But, specifically, from a performance perspective:
I think moving up the third case doesn't matter because the check is so cheap:
else if (presult.lpdead_items > 0 && PageIsAllVisible(page))
And as for moving up the second case (the other corruption case), the
non-cheap thing it does is call visibilitymap_get_status()
else if (all_visible_according_to_vm && !PageIsAllVisible(page) &&
visibilitymap_get_status(vacrel->rel, blkno, &vmbuffer) != 0)
But once you call visibilitymap_get_status() once, assuming there is
no corruption and you need to go set the VM, you've already got that
page of the VM read, so it is probably pretty cheap. Overall, I didn't
think this would add noticeable overhead or many wasted operations.
And I thought that reorganizing the code improved clarity as well as
decreased the likelihood of bugs from insufficiently guarding positive
cases against corrupt pages and overwriting corruption instead of
detecting it.
If we're really worried about it from a performance perspective, I
could add an extra test at the top of identify_and_fix_vm_corruption()

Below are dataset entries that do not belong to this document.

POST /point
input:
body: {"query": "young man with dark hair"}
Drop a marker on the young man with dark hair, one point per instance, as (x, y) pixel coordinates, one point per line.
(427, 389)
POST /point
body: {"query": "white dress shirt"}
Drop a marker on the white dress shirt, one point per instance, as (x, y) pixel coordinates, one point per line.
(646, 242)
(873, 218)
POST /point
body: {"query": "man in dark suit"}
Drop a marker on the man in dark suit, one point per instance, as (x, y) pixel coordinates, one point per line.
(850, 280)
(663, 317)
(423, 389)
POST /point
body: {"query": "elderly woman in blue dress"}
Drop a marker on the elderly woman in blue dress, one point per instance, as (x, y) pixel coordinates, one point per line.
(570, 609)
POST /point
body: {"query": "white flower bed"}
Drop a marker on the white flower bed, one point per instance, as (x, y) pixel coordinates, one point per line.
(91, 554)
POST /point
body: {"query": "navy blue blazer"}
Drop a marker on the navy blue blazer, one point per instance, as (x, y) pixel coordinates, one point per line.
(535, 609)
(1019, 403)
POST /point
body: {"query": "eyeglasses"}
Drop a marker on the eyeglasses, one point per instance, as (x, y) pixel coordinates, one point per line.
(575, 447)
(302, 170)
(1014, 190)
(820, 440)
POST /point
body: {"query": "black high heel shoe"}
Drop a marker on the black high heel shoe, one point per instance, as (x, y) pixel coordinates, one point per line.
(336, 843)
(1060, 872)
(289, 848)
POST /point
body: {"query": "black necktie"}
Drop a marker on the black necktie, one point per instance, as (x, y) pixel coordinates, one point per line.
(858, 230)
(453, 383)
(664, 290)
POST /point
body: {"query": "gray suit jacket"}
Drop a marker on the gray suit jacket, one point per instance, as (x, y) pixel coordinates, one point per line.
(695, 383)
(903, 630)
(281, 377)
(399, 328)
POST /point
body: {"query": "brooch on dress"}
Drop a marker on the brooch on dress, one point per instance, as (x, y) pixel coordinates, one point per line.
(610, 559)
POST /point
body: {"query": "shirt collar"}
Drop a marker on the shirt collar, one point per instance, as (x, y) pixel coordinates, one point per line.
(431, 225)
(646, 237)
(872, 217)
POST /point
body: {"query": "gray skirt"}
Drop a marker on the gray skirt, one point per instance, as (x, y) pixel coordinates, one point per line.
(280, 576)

that dumps out early if (!all_visible_according_to_vm &&
presult.all_visible).
> + * If the heap page is all-visible but the VM bit is
> not set, we don't
> + * need to dirty the heap page. However, if checksums
> are enabled, we
> + * do need to make sure that the heap page is dirtied
> before passing
> + * it to visibilitymap_set(), because it may be logged.
> */
> - PageSetAllVisible(page);
> - MarkBufferDirty(buf);
> + if (!PageIsAllVisible(page) || XLogHintBitIsNeeded())
> + {
> + PageSetAllVisible(page);
> + MarkBufferDirty(buf);
> + }
>
> I really hate this. Maybe you're going to argue that it's not the job
> of this patch to fix the awfulness here, but surely marking a buffer
> dirty in case some other function decides to WAL-log it is a
> ridiculous plan.
Right, it isn't pretty. But I don't quite see what the alternative is.
We need to mark the buffer dirty before setting the LSN. We could
perhaps rewrite visibilitymap_set()'s API to return the LSN of the
xl_heap_visible record and stamp it on the heap buffer ourselves. But
1) I think visibilitymap_set() purposefully conceals its WAL logging
ways from the caller and propagating that info back up starts to make
the API messy in another way and 2) I'm a bit loath to make big
changes to visibilitymap_set() right now since my patch set eventually
resolves this by putting the changes to the VM and heap page in the
same WAL record.
- Melanie